Ini oleh-oleh jogging pagi tadi, di pertigaan jalan berhenti scoopy warna abu-abu, si pengendara, seorang cewek, pelajar kelas IX SMP, bercakap-cakap dengan jarak 100 meter kepada seorang nenek, yang menggendong keranjang sayuran di punggungnya.
Setelah percakapan dirasa selesai, cewek pelajar itu menarik gas melajukan motor dengan muka manyun, mulut cemberut. Sang nenek seperti mengemukakan sesuatu kepada saya, tetapi tidak begitu saya dengar karena berjarak jauh. Saya pun melangkah mendekat.
![]() |
| Ilustrasi | pict: Pinterest |
Saya mencari penegasan, apa yang nenek katakan tadi. "Itu cucu saya, selama ini dalam pengasuhan saya," katanya. Saya bertanya, "Orang tuanya mana?" "Ibunya kerja di Tangerang, ayahnya di Semarang, ceraian." Oh, anak korban divorced, saya membatin.
"Itu tadi dia manyun karena nggak saya kasih duit. Biasanya saya kasih kalau nggak 5 ribu, 10 ribu," jelas nenek.
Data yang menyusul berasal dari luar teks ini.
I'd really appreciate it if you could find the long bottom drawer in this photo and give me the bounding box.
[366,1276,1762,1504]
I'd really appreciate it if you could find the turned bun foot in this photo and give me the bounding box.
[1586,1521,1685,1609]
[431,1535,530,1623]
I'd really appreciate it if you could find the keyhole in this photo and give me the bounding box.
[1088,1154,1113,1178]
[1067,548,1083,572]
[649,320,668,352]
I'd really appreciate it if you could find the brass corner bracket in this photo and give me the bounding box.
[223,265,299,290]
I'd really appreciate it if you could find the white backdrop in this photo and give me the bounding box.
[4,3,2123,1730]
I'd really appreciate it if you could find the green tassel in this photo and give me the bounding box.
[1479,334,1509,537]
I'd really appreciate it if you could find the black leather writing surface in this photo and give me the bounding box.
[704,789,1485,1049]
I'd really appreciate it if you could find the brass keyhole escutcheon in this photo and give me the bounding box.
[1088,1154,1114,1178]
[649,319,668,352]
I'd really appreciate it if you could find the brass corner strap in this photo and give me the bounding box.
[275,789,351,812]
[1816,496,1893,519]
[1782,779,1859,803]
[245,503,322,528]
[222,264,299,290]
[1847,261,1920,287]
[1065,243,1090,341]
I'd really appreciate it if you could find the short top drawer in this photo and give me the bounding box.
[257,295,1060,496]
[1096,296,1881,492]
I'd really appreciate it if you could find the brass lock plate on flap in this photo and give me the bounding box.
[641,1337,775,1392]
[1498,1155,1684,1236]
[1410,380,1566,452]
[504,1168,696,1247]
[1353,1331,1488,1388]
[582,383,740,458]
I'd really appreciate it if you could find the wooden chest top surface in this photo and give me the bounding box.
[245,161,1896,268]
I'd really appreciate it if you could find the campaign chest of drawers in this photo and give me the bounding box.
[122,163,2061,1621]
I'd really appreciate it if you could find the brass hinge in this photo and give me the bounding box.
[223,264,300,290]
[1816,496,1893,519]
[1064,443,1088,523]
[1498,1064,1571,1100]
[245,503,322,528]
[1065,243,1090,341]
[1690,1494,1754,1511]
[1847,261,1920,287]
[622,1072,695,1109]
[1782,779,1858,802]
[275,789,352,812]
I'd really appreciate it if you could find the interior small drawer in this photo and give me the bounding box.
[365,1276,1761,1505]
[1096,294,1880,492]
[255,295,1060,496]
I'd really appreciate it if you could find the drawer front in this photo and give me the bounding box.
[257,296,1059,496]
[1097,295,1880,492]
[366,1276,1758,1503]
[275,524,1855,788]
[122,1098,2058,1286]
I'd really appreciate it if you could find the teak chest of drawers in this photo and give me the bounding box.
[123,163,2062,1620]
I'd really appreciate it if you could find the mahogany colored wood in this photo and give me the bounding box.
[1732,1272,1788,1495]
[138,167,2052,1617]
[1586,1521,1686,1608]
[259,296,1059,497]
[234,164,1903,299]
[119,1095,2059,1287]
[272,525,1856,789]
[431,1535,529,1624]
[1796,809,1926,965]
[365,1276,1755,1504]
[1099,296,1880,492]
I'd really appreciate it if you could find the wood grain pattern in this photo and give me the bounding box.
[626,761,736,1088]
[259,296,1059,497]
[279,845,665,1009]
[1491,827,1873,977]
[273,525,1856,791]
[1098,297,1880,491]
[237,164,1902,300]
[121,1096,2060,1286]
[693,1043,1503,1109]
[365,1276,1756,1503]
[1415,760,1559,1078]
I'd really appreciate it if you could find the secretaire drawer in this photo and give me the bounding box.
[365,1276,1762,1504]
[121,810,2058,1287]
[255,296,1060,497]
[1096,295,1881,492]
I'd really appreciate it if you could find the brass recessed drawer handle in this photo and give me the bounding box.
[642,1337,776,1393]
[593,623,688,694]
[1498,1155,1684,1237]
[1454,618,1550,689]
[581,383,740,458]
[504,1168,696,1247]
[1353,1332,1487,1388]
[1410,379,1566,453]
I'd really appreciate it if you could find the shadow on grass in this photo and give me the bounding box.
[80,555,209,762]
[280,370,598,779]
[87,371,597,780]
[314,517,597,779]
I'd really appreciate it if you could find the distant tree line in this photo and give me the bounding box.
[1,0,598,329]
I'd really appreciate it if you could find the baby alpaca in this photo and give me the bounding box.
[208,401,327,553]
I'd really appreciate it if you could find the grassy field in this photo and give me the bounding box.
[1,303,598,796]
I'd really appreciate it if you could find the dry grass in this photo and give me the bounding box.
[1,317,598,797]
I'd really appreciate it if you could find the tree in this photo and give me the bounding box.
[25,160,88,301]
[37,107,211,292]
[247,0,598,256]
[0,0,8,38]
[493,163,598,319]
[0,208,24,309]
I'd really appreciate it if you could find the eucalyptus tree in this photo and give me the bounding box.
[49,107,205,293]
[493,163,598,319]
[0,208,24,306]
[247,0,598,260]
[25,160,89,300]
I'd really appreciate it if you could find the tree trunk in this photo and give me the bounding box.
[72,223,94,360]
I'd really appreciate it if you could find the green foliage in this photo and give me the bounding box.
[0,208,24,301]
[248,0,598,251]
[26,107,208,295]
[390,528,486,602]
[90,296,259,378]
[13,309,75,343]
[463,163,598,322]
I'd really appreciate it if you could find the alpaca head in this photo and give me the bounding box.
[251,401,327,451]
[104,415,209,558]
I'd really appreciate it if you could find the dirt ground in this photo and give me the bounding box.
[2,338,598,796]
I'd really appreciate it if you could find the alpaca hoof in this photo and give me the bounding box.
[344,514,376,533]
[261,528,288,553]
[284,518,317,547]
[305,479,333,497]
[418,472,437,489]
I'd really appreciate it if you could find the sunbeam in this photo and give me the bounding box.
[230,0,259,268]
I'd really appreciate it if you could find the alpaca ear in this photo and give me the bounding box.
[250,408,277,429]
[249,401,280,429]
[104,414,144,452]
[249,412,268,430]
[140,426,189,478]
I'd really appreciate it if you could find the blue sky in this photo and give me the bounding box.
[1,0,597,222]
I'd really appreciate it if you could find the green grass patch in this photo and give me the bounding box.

Saya pun jadi mafhum kenapa si cewek SMP berseragam baju olahraga itu tadi manyun. Pasalnya, tak diberi nenek sangu. Mungkin memang tak ada.
"Alhamdulillah dia udah kelas 3. Pagi ini nggak saya kasih duit karena ini sedang nyari duit," lanjut nenek menganalogikan keranjang sayuran di punggungnya bahwa dia sedang cari duit dengan berjualan sayur keliling. "Hendaknya si cucu kudu maklum," pikirnya.
Di mulut gang, saya dan nenek berpisah langkah. Dia masuk ke dalam gang, saya terus lurus jalan ke atas. Sambil mengayun langkah, pikiran di dalam kepala saya berpusaran, tak bisa menyimpulkan nenek salah atau si cewek itu yang salah. Dan, salahnya di mana?
Tapi, mengaitkannya dengan judul tulisan ini, "rasa syukur", apa si cewek pelajar itu kurang rasa syukur, sudah diopenin neneknya dengan kasih sayang dan sangu secukupnya, ketika tak ada uang untuk sangu, dia manyun. Mestinya, pikir saya, mbok sabar gitu.